Saturday, 27 September 2008
Christmas is over.
Some people like to celebrate this ghastly time of year with a big festive blowout. I can understand that - it's the darkest, most spectral season, in which it's hard or unpleasant to be out in nature (people assure me). But, as always, I yearn for more nature and less humanity. December is like a great, swollen toad, with Christmas the lurid paste-jewel in its head. I want cold, and silence, and darkness.
On Christmas Eve, I happened to look out at the Thames, hazy with freezing fog, corseted by black overhangs of dripping willow. I stood on Magdalen Bridge for so long that people started staring at me, my hands on the mossy wet stone. The sun was setting, but the thick fog made it more like a bright full moon - just a bone-white disc in off-white sky, blank as paper. I stood there for a long time, centring myself to go back home and face the mess and chaos of Christmas. The poet Frances Leviston has a wonderful line somewhere in her collection 'Public Dream', which I'm currently reading, in which the speaker reflects that there are bones in her body that she has never seen. I thought about this for a while. Human beings are radically hidden, even from ourselves: our bodies run outside our control, our hidden, pleated innards utterly unknown though they could not be nearer. I thought about those unseen bones, as I looked out into the fog.
Driving through the quasi-suburban environs of Oxford today, I thought also of the opening to Hillary Mantel's magnificent novel Beyond Black:
Travelling: the dank oily days after Christmas. The motorway, its wastes looping London: the margin's scrub grass flaring orange in the lights, and the leaves of the poisoned shrubs striped yellow-green like a cantaloupe melon. Four o'clock: light sinking over the orbital road. Teatime in Enfield, night falling on Potters Bar.
Beyond Black is a superb ghost-story, in which Alison, an obese clairvoyant whose gifts are perfectly genuine and a nightmarish burden to her, is confronted by the horrendous ghosts of her past. Mantel's cool, merciless humour makes her depiction of contemporary sleaze, abuse and stupidity both entertaining and deeply unsettling.

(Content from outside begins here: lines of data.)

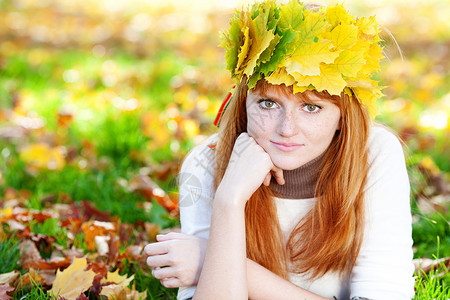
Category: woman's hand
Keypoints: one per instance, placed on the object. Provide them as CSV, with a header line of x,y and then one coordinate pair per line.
x,y
248,168
177,259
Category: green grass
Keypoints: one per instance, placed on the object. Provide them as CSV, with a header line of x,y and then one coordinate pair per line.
x,y
431,235
431,286
145,281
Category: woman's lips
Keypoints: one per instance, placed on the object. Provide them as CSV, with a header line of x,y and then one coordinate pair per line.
x,y
287,147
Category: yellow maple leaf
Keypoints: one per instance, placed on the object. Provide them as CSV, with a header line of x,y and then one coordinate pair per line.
x,y
118,279
280,76
344,36
301,80
373,57
337,14
299,89
306,60
367,26
74,280
243,51
330,79
261,39
349,63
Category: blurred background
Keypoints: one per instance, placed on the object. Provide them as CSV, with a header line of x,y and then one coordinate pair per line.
x,y
101,100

And perhaps what's needed as an antidote to Christmas is precisely this: tales of (in Marina Warner's words) 'Fantastic Metamorphoses, Other Worlds', even if the supernaturalism of Beyond Black happens to be set within a wince-makingly accurate evocation of the sheer horribleness of contemporary Britain. I'll never forget certain marvellous observations in the novel, such as the sheep under the Heathrow flightpath with fleeces that stink of aviation fuel.

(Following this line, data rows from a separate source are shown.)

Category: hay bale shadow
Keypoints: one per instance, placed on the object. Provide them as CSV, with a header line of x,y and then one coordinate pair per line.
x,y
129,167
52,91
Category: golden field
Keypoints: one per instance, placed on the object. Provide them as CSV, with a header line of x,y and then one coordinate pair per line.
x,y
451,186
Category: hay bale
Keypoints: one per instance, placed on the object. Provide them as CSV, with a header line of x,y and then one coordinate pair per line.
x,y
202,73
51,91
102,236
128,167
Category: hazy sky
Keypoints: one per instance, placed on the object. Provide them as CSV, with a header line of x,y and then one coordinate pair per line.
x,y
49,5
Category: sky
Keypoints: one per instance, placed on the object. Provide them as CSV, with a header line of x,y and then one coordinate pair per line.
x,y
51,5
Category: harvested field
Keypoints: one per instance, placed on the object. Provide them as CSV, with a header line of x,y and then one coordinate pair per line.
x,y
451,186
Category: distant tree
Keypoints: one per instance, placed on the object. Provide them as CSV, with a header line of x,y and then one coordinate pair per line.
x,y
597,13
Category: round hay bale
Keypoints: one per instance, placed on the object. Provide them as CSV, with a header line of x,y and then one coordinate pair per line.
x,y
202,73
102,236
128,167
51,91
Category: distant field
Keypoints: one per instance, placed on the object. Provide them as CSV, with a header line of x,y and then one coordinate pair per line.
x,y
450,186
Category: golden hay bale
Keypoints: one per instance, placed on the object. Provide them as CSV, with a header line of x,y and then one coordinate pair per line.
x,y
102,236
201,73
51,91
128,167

But a different type of fantasy is also needed, and so above I reproduce Max Ernst's The Robing of the Bride. When I was a child, I used to love a book of Surrealist paintings which belonged to my father, and this was one of my favourites. I love its eerie, hieratic fierceness and uncanny pomp. It reminds me of some of the early Irish wonder-voyages known as Immrama, that most oneiric of medieval genres. (They are far more dream-like so than any 'dream-vision' poem, except perhaps the Middle English Pearl.) The painting deliciously poses unanswerable questions. Why is the green heron-man's spear (so suggestively aimed at the 'Bride's' genitals) broken in two? Who is the woman with hair like a wave of purple coral who is turning away from us? What on earth is the squalling, green poly-titted creature at the bride's feet? (Some kind of monstrous birth, resenting its unceremonious expulsion from the womb?) Is the little face beneath the bird-head of the bride her actual, misshapen face (urgh), or a clasp? And is that an eye peering out from her bird-cheek? And why is there a painting on the wall which echoes the shape of the figures in the foreground? Is the coral-haired 'dresser' turning to it to check how she she must perform her task?
Answers on a postcard. And a very Happy New Year to any and all readers!